Para pengagung al-Qur’an adalah orang-orang pilihan di antara orang-orang yang terpilih, dan terbaik di antara yang terbaik. Di mata Rasulullah mempunyai kedudukan khusus. Mereka tak sekadar sahabat biasa, tapi adalah sahabat khusus di antara yang khusus, yakni ahlullah (”keluarga”Allah).
Rasulullah pada suatu ketika berkata kepada para sahabatnya. “Sesungguhnya Allah memiliki dua kelompok orang yang mempunyai kedudukan di hadirat-Nya”. Sahabat lalu bertanya, “Siapakah mereka itu wahai Rasulullah?
Beliau menjawab, “Golongan pecinta al-Qur’an, mereka adalah golongan Allah dan golongan yang khusus bagi-Nya.”
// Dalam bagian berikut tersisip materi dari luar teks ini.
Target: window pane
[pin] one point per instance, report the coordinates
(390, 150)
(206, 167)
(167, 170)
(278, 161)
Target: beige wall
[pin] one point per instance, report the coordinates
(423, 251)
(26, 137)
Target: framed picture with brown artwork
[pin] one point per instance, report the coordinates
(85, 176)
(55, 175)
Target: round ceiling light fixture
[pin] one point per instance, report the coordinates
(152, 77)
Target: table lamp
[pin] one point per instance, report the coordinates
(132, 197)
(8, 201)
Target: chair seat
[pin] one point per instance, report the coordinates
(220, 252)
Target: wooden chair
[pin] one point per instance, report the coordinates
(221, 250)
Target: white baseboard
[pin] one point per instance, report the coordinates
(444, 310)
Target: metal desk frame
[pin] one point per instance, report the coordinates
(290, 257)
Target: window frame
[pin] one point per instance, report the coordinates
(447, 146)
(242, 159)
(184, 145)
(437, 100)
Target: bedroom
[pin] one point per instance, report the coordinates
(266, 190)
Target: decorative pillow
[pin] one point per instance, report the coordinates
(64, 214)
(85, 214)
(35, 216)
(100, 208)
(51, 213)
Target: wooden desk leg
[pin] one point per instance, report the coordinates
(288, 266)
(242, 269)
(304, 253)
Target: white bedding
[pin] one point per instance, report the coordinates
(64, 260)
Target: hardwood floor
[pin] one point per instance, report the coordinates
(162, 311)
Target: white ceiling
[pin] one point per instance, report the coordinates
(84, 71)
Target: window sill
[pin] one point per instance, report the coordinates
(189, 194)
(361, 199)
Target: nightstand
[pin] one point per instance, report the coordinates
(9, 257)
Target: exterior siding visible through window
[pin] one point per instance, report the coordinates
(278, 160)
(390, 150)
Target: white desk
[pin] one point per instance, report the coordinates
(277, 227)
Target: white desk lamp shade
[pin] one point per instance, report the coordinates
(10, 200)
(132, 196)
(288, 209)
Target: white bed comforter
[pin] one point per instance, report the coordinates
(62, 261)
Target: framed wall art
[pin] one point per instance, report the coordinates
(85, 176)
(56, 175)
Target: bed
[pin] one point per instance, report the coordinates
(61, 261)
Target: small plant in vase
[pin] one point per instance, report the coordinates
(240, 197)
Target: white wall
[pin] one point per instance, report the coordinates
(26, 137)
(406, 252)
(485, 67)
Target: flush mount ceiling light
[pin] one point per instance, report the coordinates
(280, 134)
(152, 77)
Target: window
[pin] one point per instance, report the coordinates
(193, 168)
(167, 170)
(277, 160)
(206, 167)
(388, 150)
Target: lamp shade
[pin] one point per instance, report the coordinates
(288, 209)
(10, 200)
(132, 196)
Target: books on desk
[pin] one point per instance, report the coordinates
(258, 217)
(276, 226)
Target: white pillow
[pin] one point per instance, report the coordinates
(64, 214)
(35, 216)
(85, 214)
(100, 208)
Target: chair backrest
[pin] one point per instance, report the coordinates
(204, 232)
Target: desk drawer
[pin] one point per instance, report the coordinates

Apakah kita tidak ingin menjadi ahlullah? Siapapun pasti mau. Kita pasti diterima sebagai ahlullah, asal ada keseriusan dan kesungguhan hati untuk mengagungkan al-Qur’an.
Tak jadi soal, apakah kita termasuk orang yang mahir membaca al-Qur’an atau belum Rasulullah bersabda; “Orang yang pandai membaca al-Qur’an (mahir) bersama malaikat yang mulia lagi berbakti. Adapun orang yang sulit dan terbata-bata, maka ia mendapatkan dua pahala.” (Riwayat Bukhari dan Muslim).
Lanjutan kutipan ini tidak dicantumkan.